Le musée d’Orsay dévoile une centaine de pastels issus de sa collection, des chefs-d’œuvre signés Millet, Manet, Redon, Boudin, Degas… À l’heure où la « couleur » est devenue un enjeu pour hystériques, cette exposition est une leçon de nuances et de subtilités.
La grève des éboueurs parisiens et les manifestations contre la réforme des retraites ont mis certaines couleurs en berne et en ont promu d’autres. Aux « espaces verts » urbains, aux « mobilités vertes » et au bariolage « arc-en-ciel » du genre humain est venue se superposer toute une palette de tons sinistres et sales allant du gris-sac poubelle au noir black-bloc, en passant par les repoussants gris jaunâtre, gris verdâtre et autre gris marronnasse que nos vies de consommation quotidienne ont étalés en larges touches putrescentes d’un trottoir à l’autre. La grande résilience des Parisiens en matière de laideur urbaine est à saluer autant qu’à déplorer : parvenue à un degré baudelairien (« les parfums, les couleurs et les sons se répondent »), elle trahit une certaine accoutumance au moche sous des formes inlassablement renouvelées. Après tout, les sanies de nos immondices mal empaquetées gisant sur le bitume valent bien la sculpture d’un sac de couchage jaune pisseux signé Gavin Turk, et l’accoutrement monochrome des black blocksvaut bien la tenue réglementaire de beaucoup d’enfants et d’adolescents, à savoir le sempiternel jogging noir porté à toute heure de la journée sans intention précise de pratiquer quelque sport que ce soit.
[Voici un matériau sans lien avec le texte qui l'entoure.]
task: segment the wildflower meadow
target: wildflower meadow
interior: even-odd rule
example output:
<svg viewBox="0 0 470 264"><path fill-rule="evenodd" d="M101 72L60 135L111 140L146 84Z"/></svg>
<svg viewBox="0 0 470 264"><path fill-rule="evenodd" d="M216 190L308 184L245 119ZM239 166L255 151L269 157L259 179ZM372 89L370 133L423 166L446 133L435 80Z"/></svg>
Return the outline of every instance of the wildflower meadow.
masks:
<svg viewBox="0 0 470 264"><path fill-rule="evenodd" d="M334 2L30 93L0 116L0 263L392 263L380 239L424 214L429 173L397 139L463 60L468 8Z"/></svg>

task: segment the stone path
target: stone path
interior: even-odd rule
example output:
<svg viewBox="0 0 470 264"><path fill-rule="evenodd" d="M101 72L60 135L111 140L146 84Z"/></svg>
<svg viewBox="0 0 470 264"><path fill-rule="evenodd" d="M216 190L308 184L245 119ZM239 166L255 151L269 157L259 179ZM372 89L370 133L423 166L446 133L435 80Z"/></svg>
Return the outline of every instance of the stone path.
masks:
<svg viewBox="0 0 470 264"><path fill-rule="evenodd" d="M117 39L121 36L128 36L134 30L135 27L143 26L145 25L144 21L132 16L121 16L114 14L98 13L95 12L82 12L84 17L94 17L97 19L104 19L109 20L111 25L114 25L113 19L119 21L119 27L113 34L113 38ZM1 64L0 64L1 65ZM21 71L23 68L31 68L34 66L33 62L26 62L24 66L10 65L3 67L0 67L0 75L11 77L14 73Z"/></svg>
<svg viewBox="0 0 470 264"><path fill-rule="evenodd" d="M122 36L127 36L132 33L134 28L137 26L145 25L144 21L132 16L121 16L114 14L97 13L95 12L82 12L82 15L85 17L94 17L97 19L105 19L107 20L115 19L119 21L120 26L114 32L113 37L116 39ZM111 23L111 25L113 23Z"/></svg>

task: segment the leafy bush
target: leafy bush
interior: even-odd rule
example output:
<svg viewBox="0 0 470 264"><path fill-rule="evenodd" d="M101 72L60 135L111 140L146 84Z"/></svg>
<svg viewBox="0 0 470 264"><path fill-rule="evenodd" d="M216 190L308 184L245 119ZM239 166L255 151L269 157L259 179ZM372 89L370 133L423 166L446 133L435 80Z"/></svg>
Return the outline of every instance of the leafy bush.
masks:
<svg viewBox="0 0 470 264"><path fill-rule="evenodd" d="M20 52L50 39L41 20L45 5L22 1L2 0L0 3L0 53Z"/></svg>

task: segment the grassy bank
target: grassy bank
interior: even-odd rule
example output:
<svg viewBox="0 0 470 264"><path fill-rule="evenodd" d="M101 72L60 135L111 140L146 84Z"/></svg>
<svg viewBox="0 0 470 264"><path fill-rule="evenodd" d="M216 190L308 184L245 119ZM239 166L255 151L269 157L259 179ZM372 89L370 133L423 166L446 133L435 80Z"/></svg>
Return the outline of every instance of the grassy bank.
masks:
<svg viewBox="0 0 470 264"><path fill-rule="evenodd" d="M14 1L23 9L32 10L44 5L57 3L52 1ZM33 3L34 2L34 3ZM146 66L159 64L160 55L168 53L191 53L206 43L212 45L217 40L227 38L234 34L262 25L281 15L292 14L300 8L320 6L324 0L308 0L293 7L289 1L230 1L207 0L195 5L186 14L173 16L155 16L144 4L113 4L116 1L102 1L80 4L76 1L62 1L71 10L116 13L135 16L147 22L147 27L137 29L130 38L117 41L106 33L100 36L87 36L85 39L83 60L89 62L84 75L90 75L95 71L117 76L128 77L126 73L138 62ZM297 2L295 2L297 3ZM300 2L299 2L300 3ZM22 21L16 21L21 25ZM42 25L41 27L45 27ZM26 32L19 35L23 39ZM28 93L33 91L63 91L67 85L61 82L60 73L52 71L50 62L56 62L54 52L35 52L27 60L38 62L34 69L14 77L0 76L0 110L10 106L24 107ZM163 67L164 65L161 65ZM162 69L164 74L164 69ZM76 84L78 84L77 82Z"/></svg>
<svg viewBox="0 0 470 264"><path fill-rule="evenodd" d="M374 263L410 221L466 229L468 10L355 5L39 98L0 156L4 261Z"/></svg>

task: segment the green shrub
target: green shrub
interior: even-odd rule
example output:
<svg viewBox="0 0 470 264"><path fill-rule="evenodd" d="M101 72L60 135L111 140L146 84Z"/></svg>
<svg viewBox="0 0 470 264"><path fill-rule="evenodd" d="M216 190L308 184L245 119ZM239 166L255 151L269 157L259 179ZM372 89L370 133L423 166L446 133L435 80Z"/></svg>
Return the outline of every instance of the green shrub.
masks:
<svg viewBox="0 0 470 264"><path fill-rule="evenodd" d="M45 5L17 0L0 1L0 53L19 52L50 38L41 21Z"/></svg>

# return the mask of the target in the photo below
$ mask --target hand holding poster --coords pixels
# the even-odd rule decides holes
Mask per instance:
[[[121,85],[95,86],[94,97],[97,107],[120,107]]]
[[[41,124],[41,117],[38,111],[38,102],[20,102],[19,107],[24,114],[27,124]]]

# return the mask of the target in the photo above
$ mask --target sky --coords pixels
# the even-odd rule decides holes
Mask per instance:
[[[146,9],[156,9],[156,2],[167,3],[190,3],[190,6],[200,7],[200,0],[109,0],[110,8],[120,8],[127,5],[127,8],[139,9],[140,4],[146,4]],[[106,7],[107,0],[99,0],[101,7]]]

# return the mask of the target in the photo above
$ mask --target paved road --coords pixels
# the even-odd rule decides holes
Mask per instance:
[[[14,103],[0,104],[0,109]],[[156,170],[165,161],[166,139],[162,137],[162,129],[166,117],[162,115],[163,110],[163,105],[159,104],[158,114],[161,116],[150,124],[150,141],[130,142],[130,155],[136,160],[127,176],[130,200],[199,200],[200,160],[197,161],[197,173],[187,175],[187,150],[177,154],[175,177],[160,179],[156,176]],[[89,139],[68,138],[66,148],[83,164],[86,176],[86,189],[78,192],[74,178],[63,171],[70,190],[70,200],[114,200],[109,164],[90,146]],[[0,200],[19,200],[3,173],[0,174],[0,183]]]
Face à ce spectacle urbain désolant, face aussi à cette indigence chromatique que le philosophe allemand Peter Sloterdijk, dans un livre récemment traduit en français (Gris : une théorie politique des couleurs) nomme l’« engrisement » général de nos sociétés occidentales, adeptes du compromis et de « l’omnicouleur incolore de la liberté aliénée », l’exposition « Pastels » au Musée d’Orsay est une belle façon d’aller se « débarbouiller la vue » (Joris-Karl Huysmans) et de vérifier que l’on n’est pas atteint d’ophtalmie sévère. Oui, dans la France de 2023, l’œil humain est encore capable de distinguer jusqu’à deux cents nuances de couleur. Oui, il y a un monde possible entre les jouets criards et odieusement bariolés proposés à nos jeunes enfants et les teintes éreintées que nous arborons collectivement avec l’ennui propre aux sociétés délavées.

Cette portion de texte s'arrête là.